Prima di stabilire la cadenza delle uscite e le piattaforme di pubblicazione è bene chiarire l’obiettivo finale del progetto. Approfondire temi? Far conoscere i professionisti dello studio? Promuovere un corso? Sono tutti obiettivi leciti e legittimi che si possono raggiungere facendo particolare attenzione al contenuto e non spammando come se non ci fosse un domani. Nel caso “Gea live” abbiamo scelto una linea editoriale improntata sul principio della salvaguardia dei rapporti positivi tra le persone, soprattutto nell’ottica dei minori, coinvolgendo sociologi, educatori, psicologi e tutte le altre figure professionali protagoniste, a vario titolo, nel procedimento di mediazione.
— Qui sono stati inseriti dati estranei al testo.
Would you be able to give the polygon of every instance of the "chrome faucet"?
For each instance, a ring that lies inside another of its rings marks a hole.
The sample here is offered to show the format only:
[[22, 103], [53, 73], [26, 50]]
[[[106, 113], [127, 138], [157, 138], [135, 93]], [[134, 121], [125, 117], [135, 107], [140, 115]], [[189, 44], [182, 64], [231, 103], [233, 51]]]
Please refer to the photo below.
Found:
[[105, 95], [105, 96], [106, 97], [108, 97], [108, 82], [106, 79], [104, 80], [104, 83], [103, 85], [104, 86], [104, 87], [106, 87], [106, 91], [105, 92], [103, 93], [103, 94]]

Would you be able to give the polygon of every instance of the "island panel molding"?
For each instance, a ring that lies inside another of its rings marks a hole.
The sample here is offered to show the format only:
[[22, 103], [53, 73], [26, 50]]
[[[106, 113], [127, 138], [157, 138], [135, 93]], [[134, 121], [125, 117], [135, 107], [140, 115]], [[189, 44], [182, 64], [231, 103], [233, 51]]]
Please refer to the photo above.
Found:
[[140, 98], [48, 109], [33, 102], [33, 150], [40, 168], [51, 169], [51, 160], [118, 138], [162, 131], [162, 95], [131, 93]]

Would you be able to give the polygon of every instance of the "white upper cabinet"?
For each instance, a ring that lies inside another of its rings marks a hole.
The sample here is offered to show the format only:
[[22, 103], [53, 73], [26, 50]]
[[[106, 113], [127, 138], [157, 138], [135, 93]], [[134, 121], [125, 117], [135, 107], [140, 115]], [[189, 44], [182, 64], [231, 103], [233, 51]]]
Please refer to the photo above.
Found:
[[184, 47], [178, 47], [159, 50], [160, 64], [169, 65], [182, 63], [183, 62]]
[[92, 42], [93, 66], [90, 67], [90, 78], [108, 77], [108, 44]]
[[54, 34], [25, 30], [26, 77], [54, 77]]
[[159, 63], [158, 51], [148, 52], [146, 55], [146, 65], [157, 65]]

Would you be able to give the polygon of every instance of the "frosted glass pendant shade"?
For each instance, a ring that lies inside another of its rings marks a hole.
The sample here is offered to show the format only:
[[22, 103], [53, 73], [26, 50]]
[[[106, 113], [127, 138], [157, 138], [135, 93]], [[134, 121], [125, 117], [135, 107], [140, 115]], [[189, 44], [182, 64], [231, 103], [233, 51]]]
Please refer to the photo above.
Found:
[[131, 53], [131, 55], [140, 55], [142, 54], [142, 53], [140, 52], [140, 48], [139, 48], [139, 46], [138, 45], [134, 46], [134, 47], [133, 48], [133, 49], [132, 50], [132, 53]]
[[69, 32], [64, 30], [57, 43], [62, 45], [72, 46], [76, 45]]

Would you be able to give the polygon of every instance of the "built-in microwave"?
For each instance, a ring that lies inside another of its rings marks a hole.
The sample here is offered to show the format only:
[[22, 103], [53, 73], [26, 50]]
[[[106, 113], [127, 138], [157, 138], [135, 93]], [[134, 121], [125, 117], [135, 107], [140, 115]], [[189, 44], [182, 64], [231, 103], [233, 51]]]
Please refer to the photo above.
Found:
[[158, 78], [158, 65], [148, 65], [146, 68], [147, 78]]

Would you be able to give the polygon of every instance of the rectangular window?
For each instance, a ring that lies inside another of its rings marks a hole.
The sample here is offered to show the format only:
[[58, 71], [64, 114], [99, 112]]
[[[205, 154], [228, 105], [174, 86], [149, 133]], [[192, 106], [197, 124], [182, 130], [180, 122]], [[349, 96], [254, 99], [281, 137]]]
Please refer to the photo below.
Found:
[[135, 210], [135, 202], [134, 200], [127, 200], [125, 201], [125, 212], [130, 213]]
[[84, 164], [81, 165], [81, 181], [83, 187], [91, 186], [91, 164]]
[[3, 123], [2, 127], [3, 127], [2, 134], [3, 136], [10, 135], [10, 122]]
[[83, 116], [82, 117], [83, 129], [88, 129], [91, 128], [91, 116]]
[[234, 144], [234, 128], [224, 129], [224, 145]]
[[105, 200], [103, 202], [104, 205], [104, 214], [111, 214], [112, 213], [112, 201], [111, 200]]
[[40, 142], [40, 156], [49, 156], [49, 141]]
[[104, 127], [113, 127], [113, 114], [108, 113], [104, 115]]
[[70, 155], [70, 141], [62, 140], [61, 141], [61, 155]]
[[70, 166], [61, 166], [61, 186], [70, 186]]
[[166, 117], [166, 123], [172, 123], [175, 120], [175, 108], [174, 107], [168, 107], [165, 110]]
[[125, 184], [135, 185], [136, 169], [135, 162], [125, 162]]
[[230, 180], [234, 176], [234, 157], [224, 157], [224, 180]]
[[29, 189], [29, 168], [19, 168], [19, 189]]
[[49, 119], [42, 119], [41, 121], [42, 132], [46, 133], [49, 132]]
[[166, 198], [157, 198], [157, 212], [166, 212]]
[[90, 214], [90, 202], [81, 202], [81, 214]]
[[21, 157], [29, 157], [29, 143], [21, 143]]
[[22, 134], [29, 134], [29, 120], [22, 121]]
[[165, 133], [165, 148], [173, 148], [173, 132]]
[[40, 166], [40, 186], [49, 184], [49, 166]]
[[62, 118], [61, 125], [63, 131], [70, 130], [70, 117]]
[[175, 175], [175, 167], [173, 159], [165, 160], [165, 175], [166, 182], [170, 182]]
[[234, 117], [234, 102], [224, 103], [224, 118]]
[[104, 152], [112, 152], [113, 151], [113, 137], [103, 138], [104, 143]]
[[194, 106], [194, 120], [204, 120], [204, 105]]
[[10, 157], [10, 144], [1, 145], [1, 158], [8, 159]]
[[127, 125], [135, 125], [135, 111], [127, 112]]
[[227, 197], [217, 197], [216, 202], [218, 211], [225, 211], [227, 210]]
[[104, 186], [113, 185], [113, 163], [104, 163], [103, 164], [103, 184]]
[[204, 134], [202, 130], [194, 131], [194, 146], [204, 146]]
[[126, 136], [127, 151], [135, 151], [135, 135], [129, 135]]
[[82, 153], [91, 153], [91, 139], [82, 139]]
Versatilità del progetto di brand journalism

Ti starai giustamente chiedendo se il progetto di brand journalism può fare al tuo caso. Se costruire la tua media company possa costarti troppo. Bene, grazie alla tecnologia ormai i costi sono accessibili a tutti ma il ritorno può essere davvero sorprendente in termini positivi per il fatturato della tua impresa o per la causa della tua organizzazione politica o sindacale. Potresti immaginare un ciclo di video interviste per mettere in luce gli avvocati o gli architetti dello studio oppure per approfondire le tematiche che segue il tema nel suo lavoro quotidiano. Ad esempio, un ciclo di video interviste sui temi del condominio per uno studio legale che si occupa principalmente di contenzioso o un altro sulla mediazione familiare per organizzazioni di mediatori, anche culturali.